Navalny knew he was a marked man. On August 20, 2020 a nerve agent attack , undoubtedly instigated by Russia’s secret services on the orders of Vladimir Putin, nearly killed Alexei Navalny. His life was saved by urgent medical treatment he received in Germany. Having botched their first assassination attempt, the Kremlin hoped Navalny would remain in Germany. However, Russia’s most prominent opposition leader insisted on returning to his homeland, harboring no illusions of the fate that awaited him.
Arrested and convicted on trumped-up charges, Navalny was serving a 30-year prison sentence in Putin’s version of the Gulag. Recently, he was transferred incognito to one of the most isolated and harsh prison camps in Putin’s Russia. There was a clear reason for this move, which greatly increased his isolation from his circle of supporters. Finally, the Russian Prison Service released a bizarre statement on February 16, 2024 that Navalny had died suddenly while taking a walk.
Without question, Putin gave the order that the time had come to murder the most courageous opponent he faced. With Russia’s rump “election” for president scheduled on March 15-17, the Russian dictator wanted this last irritant standing in the way of his coronation eliminated once and for all. At age 47, Navalny has become a martyr to the Russian motherland no less than the soldiers who gave their lives in the war against Hitler. Putin had a particular loathing for Navalny, for he went beyond\d the usual plank of the Russian opposition. While calling for freedom and true democracy for the Russian people, Navalny also used social media with great skill to expose the vast corruption of Putin and his cronies, and demonstrate conclusively that the Russian dictator and his clique have stolen tens of billions of dollars from the Russian people.
The timing of Navalny’s murder is no coincidence. Tucker Carlson, an American media personality, was in Moscow, and had just recently interviewed Putin. More than the interview, however, Tucker Carlson’s short reports have been even more beneficial to the Kremlin tyrant. He has portrayed Putin as a highly capable leader, and as proof he went grocery shopping in Moscow, marveling at prices far below what groceries cost in the United States. He made the claim that higher food prices at home are proof positive of how bad and inferior America’s leaders are.
Tucker Carlson’s critics point out that what seem like low grocery prices in Russia are reflective of extremely low average wages, and that a typical Russian family spends a far higher percentage of their income on food than their American equivalent. Those critics are missing the point. Tucker Carlson may be many things, but he is not a stupid man. He knows very well that his hit piece about Moscow food prices is complete nonsense. Than why has he engaged in pro-Putin propaganda?

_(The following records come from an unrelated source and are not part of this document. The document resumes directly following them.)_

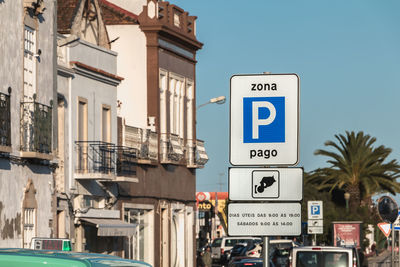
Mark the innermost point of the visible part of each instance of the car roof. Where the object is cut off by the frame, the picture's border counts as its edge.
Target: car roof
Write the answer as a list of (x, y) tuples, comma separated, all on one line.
[(321, 248), (88, 259)]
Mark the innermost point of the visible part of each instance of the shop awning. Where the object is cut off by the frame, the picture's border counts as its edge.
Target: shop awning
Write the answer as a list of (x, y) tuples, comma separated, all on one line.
[(111, 227)]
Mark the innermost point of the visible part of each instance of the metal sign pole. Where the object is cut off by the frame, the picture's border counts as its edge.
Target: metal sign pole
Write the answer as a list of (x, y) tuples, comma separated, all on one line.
[(392, 262), (265, 251), (399, 248)]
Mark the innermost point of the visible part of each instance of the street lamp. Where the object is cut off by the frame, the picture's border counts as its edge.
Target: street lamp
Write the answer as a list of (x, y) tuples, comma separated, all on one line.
[(347, 197), (217, 100)]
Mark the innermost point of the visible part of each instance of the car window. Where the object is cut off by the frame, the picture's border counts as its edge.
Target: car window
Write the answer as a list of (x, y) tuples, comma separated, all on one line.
[(321, 259), (216, 243), (230, 242)]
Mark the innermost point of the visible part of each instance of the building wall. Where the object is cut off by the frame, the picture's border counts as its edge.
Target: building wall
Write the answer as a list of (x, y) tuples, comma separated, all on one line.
[(131, 49), (134, 6), (13, 180), (14, 171), (163, 181)]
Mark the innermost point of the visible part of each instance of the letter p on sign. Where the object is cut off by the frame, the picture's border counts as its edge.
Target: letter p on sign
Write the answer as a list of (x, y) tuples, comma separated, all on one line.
[(315, 210), (263, 119)]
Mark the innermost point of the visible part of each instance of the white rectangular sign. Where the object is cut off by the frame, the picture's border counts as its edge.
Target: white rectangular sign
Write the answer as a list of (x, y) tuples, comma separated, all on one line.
[(315, 230), (264, 219), (315, 223), (277, 184), (315, 210), (264, 119)]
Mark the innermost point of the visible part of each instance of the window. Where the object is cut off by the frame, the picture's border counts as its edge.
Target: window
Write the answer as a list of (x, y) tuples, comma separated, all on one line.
[(29, 225), (140, 246), (82, 119), (29, 63), (176, 104), (82, 160), (105, 122), (189, 109)]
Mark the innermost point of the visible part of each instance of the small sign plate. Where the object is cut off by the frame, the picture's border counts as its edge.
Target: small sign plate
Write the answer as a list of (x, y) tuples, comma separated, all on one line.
[(264, 219), (274, 184)]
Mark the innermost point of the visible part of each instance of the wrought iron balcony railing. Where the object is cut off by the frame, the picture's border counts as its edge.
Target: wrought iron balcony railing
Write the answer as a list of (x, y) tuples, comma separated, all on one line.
[(126, 161), (5, 122), (95, 158), (144, 141), (173, 150), (36, 128), (196, 155), (201, 156)]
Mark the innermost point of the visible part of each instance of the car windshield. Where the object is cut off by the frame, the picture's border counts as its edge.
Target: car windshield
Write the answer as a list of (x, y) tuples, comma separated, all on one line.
[(230, 242), (216, 243), (322, 259)]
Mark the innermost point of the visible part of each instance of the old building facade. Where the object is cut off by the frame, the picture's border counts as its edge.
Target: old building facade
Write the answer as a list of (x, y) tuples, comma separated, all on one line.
[(87, 179), (27, 125), (97, 119), (157, 57)]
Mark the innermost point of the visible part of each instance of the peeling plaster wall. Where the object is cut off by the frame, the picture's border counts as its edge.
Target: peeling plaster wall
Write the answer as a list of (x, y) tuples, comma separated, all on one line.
[(132, 62), (13, 180), (13, 174)]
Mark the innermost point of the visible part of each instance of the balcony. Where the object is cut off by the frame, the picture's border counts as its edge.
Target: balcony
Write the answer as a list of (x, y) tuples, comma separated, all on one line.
[(5, 123), (95, 160), (144, 142), (105, 162), (196, 154), (36, 130), (126, 164), (172, 149)]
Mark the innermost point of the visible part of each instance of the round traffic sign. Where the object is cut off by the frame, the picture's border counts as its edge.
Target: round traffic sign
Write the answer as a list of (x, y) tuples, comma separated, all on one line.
[(388, 209)]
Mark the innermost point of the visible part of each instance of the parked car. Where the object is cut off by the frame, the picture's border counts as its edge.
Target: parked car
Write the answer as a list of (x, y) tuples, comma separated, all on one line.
[(16, 257), (320, 256), (51, 243), (249, 262), (279, 251), (222, 244)]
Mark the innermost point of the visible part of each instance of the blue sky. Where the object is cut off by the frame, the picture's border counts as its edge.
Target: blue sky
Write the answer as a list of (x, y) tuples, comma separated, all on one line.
[(346, 53)]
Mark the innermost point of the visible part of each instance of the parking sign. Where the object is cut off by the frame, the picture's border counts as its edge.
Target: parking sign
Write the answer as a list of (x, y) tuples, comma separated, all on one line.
[(264, 111), (315, 210)]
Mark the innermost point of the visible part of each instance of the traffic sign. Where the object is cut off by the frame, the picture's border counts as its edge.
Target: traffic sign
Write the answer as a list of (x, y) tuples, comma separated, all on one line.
[(396, 224), (385, 228), (315, 210), (388, 209), (315, 230), (264, 119), (273, 184), (264, 219)]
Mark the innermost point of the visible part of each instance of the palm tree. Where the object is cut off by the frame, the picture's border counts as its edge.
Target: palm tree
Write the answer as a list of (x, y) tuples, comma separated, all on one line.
[(357, 167)]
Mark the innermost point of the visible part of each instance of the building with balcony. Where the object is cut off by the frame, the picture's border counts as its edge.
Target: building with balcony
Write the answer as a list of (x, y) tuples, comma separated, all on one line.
[(156, 45), (91, 163), (27, 126)]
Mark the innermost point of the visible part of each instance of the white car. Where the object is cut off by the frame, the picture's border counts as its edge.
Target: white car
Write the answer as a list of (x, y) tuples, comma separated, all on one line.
[(322, 256), (223, 244)]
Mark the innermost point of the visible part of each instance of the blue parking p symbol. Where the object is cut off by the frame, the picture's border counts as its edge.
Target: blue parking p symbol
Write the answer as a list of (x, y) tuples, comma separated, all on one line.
[(315, 210), (263, 119)]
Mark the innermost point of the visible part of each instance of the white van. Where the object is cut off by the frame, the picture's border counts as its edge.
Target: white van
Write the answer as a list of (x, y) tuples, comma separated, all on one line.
[(319, 256), (222, 244)]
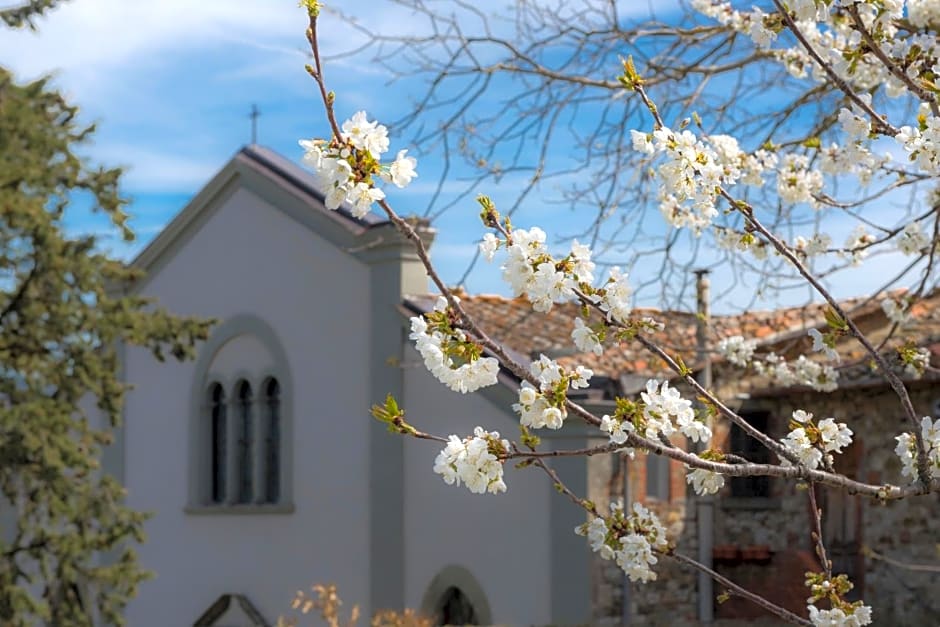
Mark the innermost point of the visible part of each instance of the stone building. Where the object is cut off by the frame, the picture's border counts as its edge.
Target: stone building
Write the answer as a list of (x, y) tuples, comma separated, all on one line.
[(759, 532), (265, 473)]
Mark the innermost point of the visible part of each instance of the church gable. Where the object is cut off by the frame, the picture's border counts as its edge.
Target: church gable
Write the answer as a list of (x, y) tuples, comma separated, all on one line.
[(262, 185), (231, 610)]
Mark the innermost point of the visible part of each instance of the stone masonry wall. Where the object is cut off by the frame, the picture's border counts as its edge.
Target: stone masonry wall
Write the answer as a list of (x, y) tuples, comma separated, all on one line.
[(764, 544)]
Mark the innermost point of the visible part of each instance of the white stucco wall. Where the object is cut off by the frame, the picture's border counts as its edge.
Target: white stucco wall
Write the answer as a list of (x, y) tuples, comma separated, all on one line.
[(251, 258), (503, 540)]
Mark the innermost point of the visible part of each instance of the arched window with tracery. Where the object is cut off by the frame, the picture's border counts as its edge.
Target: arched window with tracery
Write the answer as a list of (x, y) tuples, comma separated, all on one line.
[(244, 442), (455, 608), (241, 422), (218, 438), (272, 440)]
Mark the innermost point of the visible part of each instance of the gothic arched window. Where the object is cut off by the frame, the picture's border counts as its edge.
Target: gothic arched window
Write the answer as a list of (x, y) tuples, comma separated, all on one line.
[(241, 422), (455, 608), (218, 439), (272, 441), (244, 441)]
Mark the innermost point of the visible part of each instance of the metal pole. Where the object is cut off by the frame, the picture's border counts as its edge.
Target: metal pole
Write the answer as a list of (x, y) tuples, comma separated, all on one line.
[(254, 123), (704, 505), (627, 503)]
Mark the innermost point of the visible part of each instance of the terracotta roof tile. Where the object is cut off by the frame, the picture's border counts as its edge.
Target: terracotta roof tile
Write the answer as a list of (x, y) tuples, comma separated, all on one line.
[(526, 333)]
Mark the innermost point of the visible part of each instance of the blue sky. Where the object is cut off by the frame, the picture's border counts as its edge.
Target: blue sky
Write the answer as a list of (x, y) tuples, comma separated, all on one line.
[(171, 83)]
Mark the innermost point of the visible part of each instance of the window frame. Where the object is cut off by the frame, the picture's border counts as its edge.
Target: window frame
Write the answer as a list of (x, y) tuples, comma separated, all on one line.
[(743, 488), (200, 467)]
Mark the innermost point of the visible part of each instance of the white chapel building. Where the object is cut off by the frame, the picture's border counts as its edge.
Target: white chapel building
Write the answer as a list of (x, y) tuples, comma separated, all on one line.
[(259, 460)]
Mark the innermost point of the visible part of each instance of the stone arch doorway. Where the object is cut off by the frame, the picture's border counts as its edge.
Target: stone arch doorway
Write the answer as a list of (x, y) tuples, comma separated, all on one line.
[(454, 597)]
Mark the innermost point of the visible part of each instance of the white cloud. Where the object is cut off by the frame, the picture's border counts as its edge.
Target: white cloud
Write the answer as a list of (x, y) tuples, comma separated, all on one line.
[(156, 171)]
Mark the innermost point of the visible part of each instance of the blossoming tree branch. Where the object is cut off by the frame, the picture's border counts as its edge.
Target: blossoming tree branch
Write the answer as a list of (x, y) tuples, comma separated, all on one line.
[(873, 52)]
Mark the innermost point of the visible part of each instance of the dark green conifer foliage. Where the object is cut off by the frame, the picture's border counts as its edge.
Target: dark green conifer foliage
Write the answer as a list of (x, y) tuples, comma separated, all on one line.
[(66, 538)]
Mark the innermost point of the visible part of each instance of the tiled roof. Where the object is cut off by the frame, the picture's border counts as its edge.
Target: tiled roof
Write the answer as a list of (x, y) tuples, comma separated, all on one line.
[(526, 333)]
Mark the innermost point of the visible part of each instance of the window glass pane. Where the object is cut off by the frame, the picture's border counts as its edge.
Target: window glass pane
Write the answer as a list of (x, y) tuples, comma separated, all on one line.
[(244, 459), (744, 445), (272, 442), (657, 477), (218, 440)]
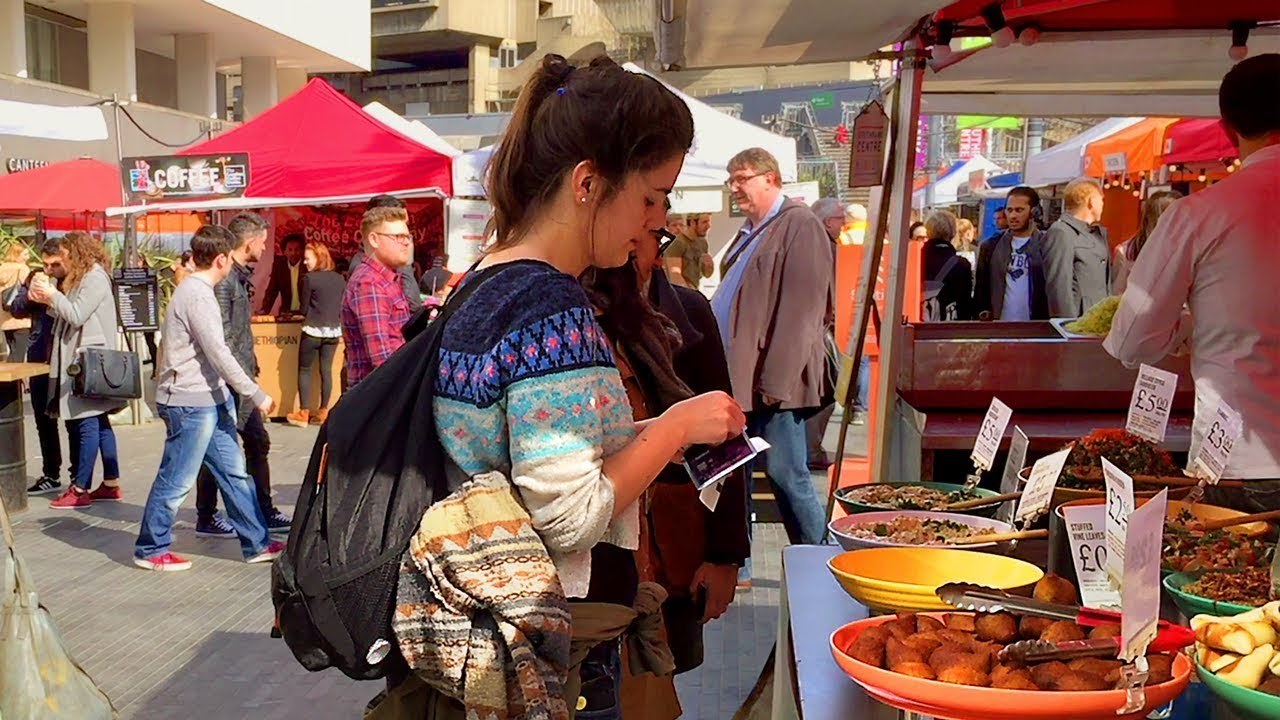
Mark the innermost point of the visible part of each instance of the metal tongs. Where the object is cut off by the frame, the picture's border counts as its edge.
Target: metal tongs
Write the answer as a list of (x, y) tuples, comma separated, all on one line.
[(967, 596)]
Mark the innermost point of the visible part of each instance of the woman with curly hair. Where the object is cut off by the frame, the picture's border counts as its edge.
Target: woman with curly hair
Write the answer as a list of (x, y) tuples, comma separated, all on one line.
[(85, 317)]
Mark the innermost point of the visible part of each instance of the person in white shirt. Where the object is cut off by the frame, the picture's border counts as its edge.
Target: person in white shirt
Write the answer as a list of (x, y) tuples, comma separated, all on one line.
[(1214, 253)]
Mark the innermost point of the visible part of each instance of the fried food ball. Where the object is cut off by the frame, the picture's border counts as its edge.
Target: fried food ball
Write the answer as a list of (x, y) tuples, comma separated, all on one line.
[(915, 670), (1016, 679), (1046, 675), (926, 624), (964, 675), (1161, 669), (1055, 588), (1102, 632), (869, 646), (1077, 680), (952, 656), (1106, 669), (999, 627), (1063, 630), (896, 652), (1032, 628)]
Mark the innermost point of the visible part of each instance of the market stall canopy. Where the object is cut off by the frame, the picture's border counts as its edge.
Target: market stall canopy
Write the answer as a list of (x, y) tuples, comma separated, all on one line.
[(412, 128), (319, 147), (946, 188), (1065, 160), (53, 122), (1137, 149), (71, 186), (717, 137), (1197, 141)]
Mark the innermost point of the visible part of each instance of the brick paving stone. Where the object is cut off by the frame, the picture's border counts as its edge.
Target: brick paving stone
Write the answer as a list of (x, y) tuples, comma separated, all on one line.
[(170, 646)]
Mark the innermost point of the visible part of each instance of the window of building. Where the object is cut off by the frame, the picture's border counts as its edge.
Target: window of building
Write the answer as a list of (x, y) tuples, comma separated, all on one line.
[(42, 57)]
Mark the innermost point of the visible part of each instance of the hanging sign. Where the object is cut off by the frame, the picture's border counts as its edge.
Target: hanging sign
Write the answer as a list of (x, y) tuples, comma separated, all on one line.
[(868, 144), (184, 177)]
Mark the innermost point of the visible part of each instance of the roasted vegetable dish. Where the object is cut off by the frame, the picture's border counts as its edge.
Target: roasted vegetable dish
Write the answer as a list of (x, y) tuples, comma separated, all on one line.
[(1251, 586)]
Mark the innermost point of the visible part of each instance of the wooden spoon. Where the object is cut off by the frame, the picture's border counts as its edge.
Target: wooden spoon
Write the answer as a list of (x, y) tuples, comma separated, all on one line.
[(1001, 537), (982, 501)]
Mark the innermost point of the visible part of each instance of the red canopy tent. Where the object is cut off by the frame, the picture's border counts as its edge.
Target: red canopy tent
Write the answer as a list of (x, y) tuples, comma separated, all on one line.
[(1197, 141), (72, 186), (319, 147)]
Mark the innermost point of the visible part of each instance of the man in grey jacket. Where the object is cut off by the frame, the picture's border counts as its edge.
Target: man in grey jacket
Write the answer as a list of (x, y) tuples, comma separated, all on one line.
[(773, 305), (1077, 254), (200, 414), (234, 300)]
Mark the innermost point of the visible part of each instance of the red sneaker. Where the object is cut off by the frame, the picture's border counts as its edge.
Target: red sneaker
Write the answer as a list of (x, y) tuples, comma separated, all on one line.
[(108, 493), (164, 563), (72, 500), (268, 555)]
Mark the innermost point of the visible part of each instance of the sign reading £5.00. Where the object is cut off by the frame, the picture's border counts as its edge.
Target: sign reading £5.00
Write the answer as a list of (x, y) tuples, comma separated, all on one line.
[(184, 177)]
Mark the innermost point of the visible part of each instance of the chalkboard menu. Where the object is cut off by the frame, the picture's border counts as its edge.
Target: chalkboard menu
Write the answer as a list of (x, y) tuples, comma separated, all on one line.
[(137, 300)]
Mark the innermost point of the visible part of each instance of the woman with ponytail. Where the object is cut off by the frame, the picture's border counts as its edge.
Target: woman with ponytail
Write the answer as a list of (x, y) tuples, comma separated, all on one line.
[(528, 382)]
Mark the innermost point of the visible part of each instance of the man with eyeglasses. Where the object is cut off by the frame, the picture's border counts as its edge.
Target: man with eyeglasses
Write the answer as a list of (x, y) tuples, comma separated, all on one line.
[(773, 304), (374, 306)]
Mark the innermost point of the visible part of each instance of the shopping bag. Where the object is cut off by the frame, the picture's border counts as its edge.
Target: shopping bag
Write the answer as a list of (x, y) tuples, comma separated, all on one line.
[(39, 678)]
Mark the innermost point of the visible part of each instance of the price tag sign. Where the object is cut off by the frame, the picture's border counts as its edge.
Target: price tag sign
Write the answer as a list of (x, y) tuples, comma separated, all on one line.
[(1152, 400), (1119, 509), (1040, 487), (1141, 591), (990, 434), (1215, 450), (1013, 466), (1086, 531)]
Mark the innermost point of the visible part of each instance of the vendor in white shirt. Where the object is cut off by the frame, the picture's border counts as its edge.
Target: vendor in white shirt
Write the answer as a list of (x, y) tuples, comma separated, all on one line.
[(1215, 253)]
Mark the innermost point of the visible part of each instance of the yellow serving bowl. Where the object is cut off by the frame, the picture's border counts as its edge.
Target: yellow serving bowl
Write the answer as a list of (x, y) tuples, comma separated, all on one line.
[(905, 578)]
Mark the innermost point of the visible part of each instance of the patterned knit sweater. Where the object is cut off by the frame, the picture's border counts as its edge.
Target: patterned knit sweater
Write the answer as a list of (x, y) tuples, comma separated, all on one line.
[(529, 387)]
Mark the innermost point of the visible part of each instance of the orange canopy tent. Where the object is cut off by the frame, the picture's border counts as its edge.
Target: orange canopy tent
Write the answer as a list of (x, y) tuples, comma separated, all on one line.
[(1139, 145)]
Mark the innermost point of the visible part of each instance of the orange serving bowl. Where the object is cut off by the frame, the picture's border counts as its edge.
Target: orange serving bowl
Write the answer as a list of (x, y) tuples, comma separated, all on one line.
[(906, 578), (967, 702)]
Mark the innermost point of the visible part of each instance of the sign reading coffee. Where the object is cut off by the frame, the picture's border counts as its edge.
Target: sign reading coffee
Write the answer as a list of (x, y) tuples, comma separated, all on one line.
[(187, 177)]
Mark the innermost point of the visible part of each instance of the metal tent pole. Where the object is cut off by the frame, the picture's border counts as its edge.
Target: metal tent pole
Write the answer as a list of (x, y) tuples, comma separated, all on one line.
[(908, 112)]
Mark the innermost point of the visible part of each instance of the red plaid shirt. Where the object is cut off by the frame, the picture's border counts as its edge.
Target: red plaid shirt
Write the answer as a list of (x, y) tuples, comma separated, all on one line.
[(374, 311)]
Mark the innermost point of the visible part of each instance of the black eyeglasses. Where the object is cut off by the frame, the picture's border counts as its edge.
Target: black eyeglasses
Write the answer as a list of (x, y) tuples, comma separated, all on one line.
[(664, 240)]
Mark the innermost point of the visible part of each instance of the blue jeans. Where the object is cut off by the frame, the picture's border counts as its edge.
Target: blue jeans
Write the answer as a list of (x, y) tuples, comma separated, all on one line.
[(787, 464), (88, 437), (196, 436)]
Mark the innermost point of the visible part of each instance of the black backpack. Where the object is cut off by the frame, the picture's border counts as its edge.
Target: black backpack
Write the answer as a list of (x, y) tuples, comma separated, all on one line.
[(375, 468)]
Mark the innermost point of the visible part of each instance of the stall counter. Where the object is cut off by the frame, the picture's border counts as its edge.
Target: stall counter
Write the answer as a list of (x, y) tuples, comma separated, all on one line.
[(275, 342)]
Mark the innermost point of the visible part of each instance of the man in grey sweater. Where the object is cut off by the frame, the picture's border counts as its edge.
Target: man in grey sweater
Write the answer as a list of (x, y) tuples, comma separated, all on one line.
[(200, 413)]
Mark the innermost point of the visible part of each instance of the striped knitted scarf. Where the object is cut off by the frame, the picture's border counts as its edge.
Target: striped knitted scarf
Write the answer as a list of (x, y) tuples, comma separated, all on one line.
[(480, 613)]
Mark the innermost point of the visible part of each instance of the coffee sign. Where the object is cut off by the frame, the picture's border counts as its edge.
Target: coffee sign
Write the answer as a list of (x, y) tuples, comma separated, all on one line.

I am convinced from statements this American media celebrity has made in the past that he does not view Putin’s Russia as a threat to the US, but sincerely believes that the Peoples Republic of China is the greatest danger confronting America. He views supporting Ukraine in resisting Putin’s aggression as being the catalyst that has pushed the Russian dictator into the arms of the Chinese. Tucker Carlson apparently believes that allowing Putin to devour Ukraine, and ignoring his suppression of basic human rights, is a price worth paying if it results in flipping Putin into the anti-China camp.
My own view is that Tucker Carlson is tragically naive. Appeasing dictators has been historically proven to be antithetical for democratic countries, including America. Furthermore, Putin’s alliance with China is based on his greater comfort in being in solidarity with a fellow authoritarian polity. Allowing Putin to march into Kiev unopposed would not affect this dictator’s calculus in the least. So in the final analysis, all Tucker Carlson accomplished was to provide a distraction while the tyrant rid himself of his most prominent democratic critic, this time permanently.
As for Navalny’s legacy, his martyrdom has left a stain of blood on the Kremlin walls that will never clot. Despite repression of immense ferocity, Russians are beginning to sense that the tyranny and corruption of the Putin regime is inimical to their country’s future. Not only the liberal elements in Russian society, but even the nationalist community, which up till now have been the chief supporters of Putin’s attempt to conquer Ukraine by force. Putin’s corrupt police forces and judiciary have begun to target pro-war nationalists, an example being the imprisonment of Igor Girkin. On telegram, Russian nationalists openly and bitterly condemn the corruption and fraud of the Putin regime,which have led to the deaths of many of Russia’s soldiers in Ukraine. Perhaps Russian nationalists will recall the words of Russia’s greatest nationalist and patriot of the last century, Aleksandr Solzhenitsyn, who in his chronicle of Soviet prison camps, “The Gulag Archipelago,” warned against excusing those guilty of criminal misuse and abuse of the nation’s justice and prison system.
Putin may believe that his barbaric and cynical assassination of Navalny has rid him of a political irritant. Instead, however, he has transformed Navalny into a martyr that will eventually empower forces that will in time overwhelm the Kremlin’s tyrant and his clique.